Sex therapy in 2023: what I want to see

When I began my journey as a sex therapist I was approaching it like a sex educator. For most of my life, I wanted to be in sex education, but I could never quite find my place in it. I tried working with youth, exploring sexual health through holistic medicines, I even tried filling the gap between birth education and sex education teaching about sex in pregnancy, labour, and postpartum. The more I learned, the less confident I felt about what exactly I thought people should know about sex. As sexuality got more nuanced and complicated, I got more nuanced and complicated feelings about it.

That’s when I decided to become a sex therapist: when I realised that each individual person, each relationship, had their own specific sexual health needs that needed to be acknowledged in all their complicated details.

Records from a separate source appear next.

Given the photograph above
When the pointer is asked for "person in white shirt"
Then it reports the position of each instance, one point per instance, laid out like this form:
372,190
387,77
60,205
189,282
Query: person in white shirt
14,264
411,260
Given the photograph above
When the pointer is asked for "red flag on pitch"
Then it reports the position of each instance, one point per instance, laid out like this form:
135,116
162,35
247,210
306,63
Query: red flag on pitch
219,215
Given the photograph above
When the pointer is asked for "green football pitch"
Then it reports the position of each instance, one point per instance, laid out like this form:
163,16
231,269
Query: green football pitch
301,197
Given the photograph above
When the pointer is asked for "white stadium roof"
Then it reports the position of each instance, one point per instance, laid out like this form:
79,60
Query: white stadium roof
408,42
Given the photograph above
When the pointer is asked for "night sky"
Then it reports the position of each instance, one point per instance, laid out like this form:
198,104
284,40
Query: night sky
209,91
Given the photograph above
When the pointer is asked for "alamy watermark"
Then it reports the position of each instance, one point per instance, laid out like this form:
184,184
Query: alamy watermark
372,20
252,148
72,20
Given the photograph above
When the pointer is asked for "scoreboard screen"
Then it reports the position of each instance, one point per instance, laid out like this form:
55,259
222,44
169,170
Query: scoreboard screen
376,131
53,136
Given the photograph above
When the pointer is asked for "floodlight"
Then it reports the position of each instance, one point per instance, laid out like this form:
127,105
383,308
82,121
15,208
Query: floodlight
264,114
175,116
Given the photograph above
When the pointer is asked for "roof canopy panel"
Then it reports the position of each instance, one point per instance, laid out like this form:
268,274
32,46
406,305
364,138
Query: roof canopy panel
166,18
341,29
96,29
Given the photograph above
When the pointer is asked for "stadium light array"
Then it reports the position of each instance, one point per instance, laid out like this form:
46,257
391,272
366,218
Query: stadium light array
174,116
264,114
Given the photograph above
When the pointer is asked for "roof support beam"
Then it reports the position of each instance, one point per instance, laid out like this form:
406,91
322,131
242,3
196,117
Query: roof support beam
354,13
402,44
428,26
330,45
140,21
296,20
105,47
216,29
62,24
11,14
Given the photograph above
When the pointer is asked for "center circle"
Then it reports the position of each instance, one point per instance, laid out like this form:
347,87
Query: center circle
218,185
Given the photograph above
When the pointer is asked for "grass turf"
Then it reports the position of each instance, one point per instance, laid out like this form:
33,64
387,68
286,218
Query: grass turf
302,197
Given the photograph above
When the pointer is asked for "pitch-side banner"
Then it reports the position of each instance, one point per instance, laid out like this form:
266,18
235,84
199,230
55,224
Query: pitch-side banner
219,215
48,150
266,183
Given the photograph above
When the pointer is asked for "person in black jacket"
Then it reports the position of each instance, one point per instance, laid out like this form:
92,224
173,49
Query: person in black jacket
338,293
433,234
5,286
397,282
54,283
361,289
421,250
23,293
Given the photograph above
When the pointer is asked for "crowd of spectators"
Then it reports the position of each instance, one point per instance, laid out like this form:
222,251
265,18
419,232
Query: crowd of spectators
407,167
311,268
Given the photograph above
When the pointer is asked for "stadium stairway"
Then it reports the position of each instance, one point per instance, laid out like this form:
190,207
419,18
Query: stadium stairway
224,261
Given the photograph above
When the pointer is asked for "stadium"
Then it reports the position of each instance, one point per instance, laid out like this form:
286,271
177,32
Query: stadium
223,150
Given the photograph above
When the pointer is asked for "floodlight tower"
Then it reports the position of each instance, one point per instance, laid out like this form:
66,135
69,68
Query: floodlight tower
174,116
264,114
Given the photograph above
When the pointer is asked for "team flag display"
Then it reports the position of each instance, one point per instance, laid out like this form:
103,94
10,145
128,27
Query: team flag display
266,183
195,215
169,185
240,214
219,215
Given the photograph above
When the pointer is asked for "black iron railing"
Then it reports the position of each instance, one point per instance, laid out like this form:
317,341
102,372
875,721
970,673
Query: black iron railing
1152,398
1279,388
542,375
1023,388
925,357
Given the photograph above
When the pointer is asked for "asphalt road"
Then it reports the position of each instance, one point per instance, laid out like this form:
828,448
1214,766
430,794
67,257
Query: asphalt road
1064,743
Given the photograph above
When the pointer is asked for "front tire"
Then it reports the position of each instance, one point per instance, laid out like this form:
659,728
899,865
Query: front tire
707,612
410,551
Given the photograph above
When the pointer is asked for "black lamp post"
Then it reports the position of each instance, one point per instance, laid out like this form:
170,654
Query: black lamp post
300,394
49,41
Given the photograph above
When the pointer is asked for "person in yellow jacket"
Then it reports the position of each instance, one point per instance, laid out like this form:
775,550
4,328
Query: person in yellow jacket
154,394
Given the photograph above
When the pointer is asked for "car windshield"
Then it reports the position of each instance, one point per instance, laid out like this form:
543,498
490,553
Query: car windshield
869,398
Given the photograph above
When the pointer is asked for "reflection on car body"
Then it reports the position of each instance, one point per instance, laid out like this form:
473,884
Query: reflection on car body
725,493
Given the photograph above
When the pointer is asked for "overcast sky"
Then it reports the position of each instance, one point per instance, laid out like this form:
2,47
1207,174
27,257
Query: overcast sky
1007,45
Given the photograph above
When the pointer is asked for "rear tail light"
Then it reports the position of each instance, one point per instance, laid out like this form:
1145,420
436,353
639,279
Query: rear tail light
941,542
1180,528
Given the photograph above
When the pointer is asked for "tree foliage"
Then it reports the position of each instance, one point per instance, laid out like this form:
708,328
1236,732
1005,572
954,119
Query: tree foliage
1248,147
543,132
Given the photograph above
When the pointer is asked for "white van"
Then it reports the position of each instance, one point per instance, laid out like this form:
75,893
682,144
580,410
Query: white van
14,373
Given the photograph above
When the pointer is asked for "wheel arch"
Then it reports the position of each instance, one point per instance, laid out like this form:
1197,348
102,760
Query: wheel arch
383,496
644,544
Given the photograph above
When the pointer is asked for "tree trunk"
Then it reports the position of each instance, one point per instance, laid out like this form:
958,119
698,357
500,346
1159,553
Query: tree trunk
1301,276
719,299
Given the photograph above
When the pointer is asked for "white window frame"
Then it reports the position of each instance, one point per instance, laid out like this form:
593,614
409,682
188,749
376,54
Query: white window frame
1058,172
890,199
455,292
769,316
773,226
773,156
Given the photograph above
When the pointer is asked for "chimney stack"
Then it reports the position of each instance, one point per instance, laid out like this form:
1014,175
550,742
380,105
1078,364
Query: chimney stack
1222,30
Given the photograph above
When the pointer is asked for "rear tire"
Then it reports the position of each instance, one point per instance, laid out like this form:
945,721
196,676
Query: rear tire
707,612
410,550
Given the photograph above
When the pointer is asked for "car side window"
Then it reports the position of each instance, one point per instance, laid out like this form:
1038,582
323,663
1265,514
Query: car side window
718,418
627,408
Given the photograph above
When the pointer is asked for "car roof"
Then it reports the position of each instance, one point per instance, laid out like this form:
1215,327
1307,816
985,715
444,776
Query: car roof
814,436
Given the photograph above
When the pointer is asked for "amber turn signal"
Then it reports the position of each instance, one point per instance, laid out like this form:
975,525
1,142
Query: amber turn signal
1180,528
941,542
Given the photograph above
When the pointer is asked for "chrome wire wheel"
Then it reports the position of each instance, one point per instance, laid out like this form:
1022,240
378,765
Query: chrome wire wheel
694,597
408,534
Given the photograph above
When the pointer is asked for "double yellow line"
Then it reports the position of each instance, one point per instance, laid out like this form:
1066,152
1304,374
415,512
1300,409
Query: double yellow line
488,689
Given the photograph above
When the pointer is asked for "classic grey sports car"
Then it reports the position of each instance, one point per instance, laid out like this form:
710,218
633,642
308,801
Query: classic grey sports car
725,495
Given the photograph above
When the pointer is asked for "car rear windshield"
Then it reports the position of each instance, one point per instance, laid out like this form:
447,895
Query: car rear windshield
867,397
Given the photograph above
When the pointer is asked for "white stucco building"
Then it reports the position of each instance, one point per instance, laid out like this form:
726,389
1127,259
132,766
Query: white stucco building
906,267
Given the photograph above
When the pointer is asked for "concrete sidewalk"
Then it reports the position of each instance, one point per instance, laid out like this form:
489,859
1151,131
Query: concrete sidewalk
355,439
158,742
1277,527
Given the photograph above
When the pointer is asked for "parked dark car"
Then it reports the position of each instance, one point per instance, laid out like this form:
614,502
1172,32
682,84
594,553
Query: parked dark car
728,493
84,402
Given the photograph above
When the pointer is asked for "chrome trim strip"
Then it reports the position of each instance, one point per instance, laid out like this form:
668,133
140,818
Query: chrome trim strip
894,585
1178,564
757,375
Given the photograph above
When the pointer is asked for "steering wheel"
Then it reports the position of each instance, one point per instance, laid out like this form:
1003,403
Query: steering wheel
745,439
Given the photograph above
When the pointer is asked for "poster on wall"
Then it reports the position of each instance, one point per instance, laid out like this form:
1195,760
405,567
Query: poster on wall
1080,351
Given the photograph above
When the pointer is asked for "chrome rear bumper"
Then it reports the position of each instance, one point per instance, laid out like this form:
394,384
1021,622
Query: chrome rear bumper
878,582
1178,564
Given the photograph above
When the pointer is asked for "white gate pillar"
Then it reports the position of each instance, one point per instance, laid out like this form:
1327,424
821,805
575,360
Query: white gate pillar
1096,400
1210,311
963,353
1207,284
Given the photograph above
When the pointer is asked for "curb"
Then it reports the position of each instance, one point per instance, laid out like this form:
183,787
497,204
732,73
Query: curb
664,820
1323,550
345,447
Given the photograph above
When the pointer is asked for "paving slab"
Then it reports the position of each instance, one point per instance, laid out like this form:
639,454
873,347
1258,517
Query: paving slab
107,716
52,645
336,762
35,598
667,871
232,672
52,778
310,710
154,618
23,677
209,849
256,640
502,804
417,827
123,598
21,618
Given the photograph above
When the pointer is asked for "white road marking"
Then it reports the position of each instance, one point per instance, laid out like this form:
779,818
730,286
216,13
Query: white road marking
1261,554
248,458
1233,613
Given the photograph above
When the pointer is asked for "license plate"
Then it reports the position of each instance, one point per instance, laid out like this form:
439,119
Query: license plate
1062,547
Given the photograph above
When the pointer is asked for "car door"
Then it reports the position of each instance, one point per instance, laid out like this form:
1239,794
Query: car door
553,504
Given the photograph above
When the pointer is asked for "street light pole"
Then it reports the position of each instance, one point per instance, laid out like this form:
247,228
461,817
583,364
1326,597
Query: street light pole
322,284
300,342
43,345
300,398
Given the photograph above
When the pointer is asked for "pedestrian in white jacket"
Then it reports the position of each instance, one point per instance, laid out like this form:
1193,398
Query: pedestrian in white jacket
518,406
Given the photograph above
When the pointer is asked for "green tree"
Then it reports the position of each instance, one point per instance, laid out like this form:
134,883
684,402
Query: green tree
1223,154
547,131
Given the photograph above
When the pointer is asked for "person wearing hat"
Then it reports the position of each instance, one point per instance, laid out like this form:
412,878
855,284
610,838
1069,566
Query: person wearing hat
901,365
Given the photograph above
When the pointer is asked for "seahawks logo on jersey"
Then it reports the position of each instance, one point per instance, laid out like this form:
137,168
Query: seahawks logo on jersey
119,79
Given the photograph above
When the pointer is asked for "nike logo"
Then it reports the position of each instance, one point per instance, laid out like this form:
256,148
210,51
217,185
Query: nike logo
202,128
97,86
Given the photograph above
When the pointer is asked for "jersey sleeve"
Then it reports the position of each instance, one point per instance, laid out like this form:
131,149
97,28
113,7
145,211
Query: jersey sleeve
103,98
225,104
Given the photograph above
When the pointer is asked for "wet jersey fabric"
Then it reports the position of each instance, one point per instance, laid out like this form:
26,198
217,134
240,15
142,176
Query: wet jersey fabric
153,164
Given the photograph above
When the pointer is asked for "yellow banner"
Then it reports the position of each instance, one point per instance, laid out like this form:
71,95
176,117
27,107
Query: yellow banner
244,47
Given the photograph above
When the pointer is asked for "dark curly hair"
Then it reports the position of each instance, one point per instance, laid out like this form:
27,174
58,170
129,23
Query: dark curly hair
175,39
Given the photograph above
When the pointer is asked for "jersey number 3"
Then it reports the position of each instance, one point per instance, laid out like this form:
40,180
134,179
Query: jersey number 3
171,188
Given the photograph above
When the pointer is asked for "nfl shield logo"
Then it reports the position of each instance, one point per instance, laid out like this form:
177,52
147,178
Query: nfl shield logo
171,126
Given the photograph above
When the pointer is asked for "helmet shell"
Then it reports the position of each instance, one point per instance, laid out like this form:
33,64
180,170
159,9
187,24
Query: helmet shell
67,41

I really believed that most people were just suffering from a lack of information. And while I still believe that is a very real part of the problem of our sex negative culture, it’s so much more than that. It’s:

  • how we feel about sex and how we feel about how we feel
  • the stories we absorb from the world around us about sex
  • how we talk about sex with ourselves, our partners, and our friends
  • what we think our sex lives say about who we are
  • how well we can pay attention to the sensations in our bodies
  • our willingness to self-reflect and be firmly in our truth while acknowledging when we’re wrong

What I want to see more in sex therapy in 2023 is the courageous willingness to completely rewrite the rules about what sex is, who it is for, when and how much it should happen, while taking a strong critical eye toward who is telling us what they think it “should” be– from both sex positive and sex negative speakers, alike.

In 2023, I want people to feel capable of reckoning with the grief of letting go of what they’ve been taught about sex and I want people to feel courageous about exploring their sexual curiosity (including whether or not sex is even for them)!

In 2023, I want to see people try stuff and watch it flop, and try again! Or avoid sex until their longing and fantasies are yearning to be expressed. I want to see people not take sex so seriously while seriously tending to their sexual wounds.

In 2023, I am ready to keep exploring the landscape of sex therapy!